By employing a careful analysis of the observational constraints, we obtained substantial findings into the behavior of the power-law and logarithmic f(Q) gravity models. We presented the parameter values of f(Q) gravity models for three different sets of observational constraints: one obtained in the present work, one following the Planck2018 observational constraints, and one based on the SH0ES team’s observational constraints. We summarized these parameter values in the Table 3 and demonstrated their impact on the reconstructed f(Q) function. Notably, we found that the power-law f(Q) model closely resembles the \(\Lambda \)CDM model for certain parameter sets, while others exhibit increasing deviations as redshift increases.

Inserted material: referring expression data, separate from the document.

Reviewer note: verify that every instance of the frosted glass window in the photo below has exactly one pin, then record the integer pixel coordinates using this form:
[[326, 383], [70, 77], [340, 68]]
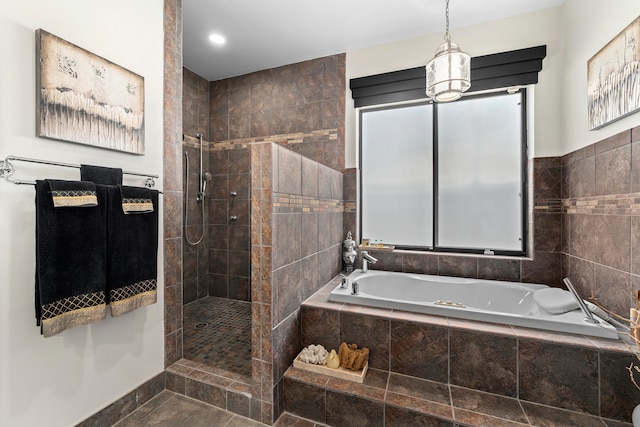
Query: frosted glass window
[[479, 170], [397, 175], [454, 186]]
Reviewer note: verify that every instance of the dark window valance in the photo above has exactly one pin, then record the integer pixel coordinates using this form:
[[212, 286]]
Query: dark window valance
[[505, 69]]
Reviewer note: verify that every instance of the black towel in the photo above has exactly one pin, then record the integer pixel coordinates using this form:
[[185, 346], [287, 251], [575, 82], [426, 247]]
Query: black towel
[[72, 193], [71, 262], [136, 200], [132, 248], [101, 175]]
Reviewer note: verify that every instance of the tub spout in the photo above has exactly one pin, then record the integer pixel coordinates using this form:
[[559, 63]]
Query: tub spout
[[345, 281], [588, 315], [366, 259]]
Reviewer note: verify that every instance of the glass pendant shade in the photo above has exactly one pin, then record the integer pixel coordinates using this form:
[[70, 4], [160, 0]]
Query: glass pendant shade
[[448, 73]]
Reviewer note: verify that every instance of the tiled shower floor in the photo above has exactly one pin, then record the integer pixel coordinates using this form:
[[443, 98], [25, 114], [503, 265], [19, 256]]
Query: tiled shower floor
[[217, 333]]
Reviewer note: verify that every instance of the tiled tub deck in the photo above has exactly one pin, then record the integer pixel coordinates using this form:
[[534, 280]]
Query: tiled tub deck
[[435, 371]]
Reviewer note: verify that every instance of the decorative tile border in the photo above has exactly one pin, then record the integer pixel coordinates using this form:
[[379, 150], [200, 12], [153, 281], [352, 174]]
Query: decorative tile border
[[313, 137], [289, 203], [617, 204]]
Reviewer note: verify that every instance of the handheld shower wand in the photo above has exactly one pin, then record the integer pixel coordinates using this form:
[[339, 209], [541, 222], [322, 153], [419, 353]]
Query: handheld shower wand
[[203, 178], [206, 177]]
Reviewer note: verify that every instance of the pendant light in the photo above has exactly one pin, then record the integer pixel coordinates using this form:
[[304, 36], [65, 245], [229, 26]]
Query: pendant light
[[449, 72]]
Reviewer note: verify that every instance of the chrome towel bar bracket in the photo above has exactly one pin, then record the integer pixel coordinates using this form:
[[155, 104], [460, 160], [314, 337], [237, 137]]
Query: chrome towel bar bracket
[[7, 170]]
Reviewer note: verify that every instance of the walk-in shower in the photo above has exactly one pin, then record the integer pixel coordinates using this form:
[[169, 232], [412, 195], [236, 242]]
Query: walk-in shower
[[216, 257], [203, 179]]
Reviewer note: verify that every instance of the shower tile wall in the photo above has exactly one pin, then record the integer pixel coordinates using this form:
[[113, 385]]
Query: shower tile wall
[[302, 107], [296, 219], [195, 120], [172, 180], [229, 222], [299, 105]]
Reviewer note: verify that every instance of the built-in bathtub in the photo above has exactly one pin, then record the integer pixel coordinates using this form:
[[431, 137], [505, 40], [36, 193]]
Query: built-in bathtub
[[472, 299]]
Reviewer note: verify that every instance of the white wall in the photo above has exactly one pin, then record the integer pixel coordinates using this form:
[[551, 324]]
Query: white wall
[[61, 380], [588, 25], [573, 33], [539, 28]]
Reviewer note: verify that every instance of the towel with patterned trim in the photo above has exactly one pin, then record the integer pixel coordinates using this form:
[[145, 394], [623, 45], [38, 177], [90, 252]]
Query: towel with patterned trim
[[132, 248], [72, 193], [136, 200], [71, 262]]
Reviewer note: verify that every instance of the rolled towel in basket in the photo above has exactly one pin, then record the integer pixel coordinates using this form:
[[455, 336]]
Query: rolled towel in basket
[[70, 262]]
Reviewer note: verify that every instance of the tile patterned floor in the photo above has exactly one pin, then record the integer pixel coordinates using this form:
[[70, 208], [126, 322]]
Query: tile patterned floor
[[217, 333], [170, 409]]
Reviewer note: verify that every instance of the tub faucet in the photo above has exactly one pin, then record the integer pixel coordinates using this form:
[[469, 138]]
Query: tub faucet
[[588, 315], [366, 259]]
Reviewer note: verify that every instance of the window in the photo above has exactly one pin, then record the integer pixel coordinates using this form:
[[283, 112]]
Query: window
[[446, 177]]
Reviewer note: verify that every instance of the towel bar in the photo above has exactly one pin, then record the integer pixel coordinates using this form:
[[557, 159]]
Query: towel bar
[[7, 169]]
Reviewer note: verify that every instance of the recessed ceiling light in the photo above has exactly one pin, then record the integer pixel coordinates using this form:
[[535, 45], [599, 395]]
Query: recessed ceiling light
[[217, 39]]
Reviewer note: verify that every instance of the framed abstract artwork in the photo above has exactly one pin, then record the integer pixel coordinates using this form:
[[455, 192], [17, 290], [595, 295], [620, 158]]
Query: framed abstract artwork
[[613, 78], [87, 99]]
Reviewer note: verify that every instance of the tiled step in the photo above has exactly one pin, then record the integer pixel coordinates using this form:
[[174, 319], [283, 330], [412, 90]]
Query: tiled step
[[387, 399]]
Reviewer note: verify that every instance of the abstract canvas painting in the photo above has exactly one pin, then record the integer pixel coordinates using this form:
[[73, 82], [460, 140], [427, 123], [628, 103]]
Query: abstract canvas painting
[[613, 78], [84, 98]]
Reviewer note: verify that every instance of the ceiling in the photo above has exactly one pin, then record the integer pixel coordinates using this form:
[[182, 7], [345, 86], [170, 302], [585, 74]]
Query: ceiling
[[263, 34]]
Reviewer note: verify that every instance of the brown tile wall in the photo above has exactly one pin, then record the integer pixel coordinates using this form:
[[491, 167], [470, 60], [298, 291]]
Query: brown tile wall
[[296, 221], [127, 403], [282, 103], [544, 266], [229, 221], [586, 206], [569, 372], [600, 221], [172, 180], [195, 120]]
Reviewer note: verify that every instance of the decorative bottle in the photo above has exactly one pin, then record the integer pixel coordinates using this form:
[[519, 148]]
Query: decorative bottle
[[349, 253]]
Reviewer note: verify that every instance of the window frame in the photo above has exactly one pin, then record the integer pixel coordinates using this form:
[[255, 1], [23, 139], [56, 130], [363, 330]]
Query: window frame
[[524, 178]]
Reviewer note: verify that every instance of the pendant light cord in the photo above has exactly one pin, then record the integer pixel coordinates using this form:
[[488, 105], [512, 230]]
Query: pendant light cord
[[447, 37]]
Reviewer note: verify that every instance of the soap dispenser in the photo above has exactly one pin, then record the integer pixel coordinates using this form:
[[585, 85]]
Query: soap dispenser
[[349, 253]]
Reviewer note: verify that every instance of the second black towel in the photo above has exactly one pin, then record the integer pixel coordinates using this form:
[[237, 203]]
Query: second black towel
[[132, 247]]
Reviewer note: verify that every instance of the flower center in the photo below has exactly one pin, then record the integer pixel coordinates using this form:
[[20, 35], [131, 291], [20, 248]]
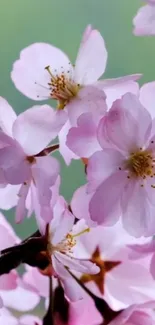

Overall, this paper offers valuable cosmological perspectives utilizing observational data and a novel deceleration parameter, providing meaningful astrophysical insights. These findings will aid in the continued exploration of the nature of dark energy and the future trajectory of the cosmos. In future research, we plan to explore the behavior of the Universe from a different perspective by constructing parametric models for various cosmological models. We also intend to investigate the different modified gravity theories using reconstructed kinematic models. Furthermore, we believe it would be interesting to adopt a non-parametric approach to reconstruct the Universe, which can offer additional insights into the cosmic evolution beyond the limitations of parametric models. Future investigations and observations will further refine and expand our understanding of f(Q) gravity and its implications for the nature of the universe.